The horror that rages inside anyone who survived Hitler’s declaration against humanity, particularly those of Jewish descent, erupts with three small words—the title of Simon Tolkien’s latest book—Orders from Berlin. It was here in this formerly innocuous city where the indisputable master of deceit, suffering, pain, torture, and death ordered his Wehrmacht forward. It would turn Poland, France, the Netherlands, Italy, and maybe even Russia into notorious concentrations of humans bidding his will. Yes, this was Berlin—Hitler’s city—in a time that too would live in infamy.
But thankfully for mankind, in 1940 and subsequent years, this master of sedition made a delirious mistake involving England, to Germany’s immediate north, and Russia, to Germany farther east. Increasingly maddened Hitler concluded that there was no logical reason to cross the English Channel and attack the United Kingdom when he had the spoils of so many conquered nations already at his fingertips. According to Orders from Berlin, what Hitler wanted most was to engage Russia, ASAP, to control its people and resources.

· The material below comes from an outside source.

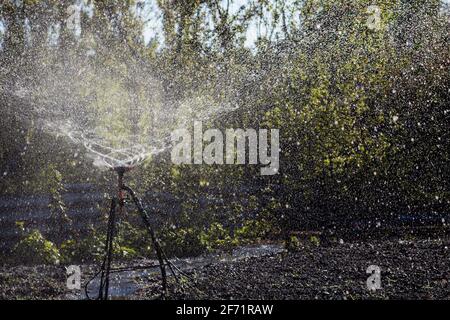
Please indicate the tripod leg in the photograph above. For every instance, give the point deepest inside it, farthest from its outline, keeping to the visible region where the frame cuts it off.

In Orders from Berlin, Hitler and his consorts in atrocity decided that rather than invade England, the most effective subjugation would be: bomb the country to its knees and ultimate surrender. A crucial factor in this plot: kill Winston Churchill—the defiant conscience of England who declared repeatedly that surrender could never happen.
The plot of Orders from Berlin thickens into an intricate local London police murder episode when the former head of English Intelligence is shoved over a railing to his death. He falls several stories from his inside apartment door. His horribly broken, lifeless body thuds to the feet of his loving daughter entering the building far below. In her absolute grief, she offers any support or information to the local police who seek her father’s killer.